In considering the above analysis during further work, it is necessary to eliminate the notch effect. Numerical analysis based on strain hypotheses allows the optimisation of the shape of the boat in the sense of the shape itself, as well as the amount of embedded material, i.e., the wall thickness.

4. Conclusions

The textile-reinforced RPC composite is a material with great application potential. By selecting the right components, it is possible to produce a material with reduced density, high strength, and low water permeability. As a result, it is possible to produce lightweight elements with relatively high strength.
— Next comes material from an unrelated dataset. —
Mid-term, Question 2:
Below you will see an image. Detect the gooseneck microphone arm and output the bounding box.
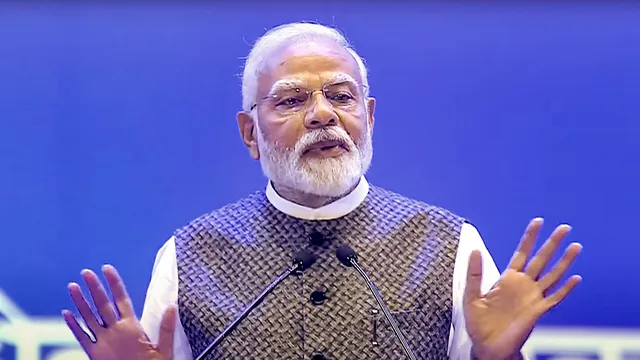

Based on the results of this study, the following conclusions and observations can be made:

• The developed composition of the RPC matrix made it possible to achieve a matrix density of 1.23 g/cm³ with a total porosity of more than 40%;
• The lightweight matrix allows the achievement of a flexural strength of 12.0 MPa and a compressive strength of 59 MPa. The ratio of compressive strength to flexural strength was as high as 20%, reaching a level four times higher than the ordinary cement matrix.
• The bending tests of the composite (textile-reinforced concrete) plates with the thicknesses of 3 mm and 4 mm showed a behaviour typical for fibre-reinforced textile concretes. Distinct phases of textile-reinforced concrete work can be observed: Phase I—elastic effort of the cement matrix until the first crack; Phase II—load transferred by reinforcement and the formation of cracks; Phase III—cracking of the textile fibres.
• The bending tests of the 1 mm and 2 mm thick composites showed very different behaviours. The materials were flexible and resilient without indicating the three typical phases during the test. The material deflection was more than 4 cm.
• The water permeability results obtained by the GWT method were like those reported in the literature for the ordinary concretes classes C25/30–C30/37. During the first 28 days of curing, the sealing of the matrix structure was visible as an effect of the progressive hydration of the cement. The measured water permeability after 28 days was significantly lower compared to the value recorded after 7 days of curing. It stabilised thereafter. This was confirmed by the obtaining of similar flux “q” values over a longer period.

In summary, this research provides valuable insights into the innovative use of RPC, a lightweight aggregate, and textile and fibre reinforcement in thin-walled cement composites. The successful fabrication of a canoe (PKanoe) using the developed material further supports the proof of concept and demonstrates the practical application and structural performance of the composite in real-world scenarios. The results of this study open perspectives for the exploration of similar materials in various civil engineering applications and highlight the importance of sustainability and tailored material solutions in the evolving field of building materials engineering.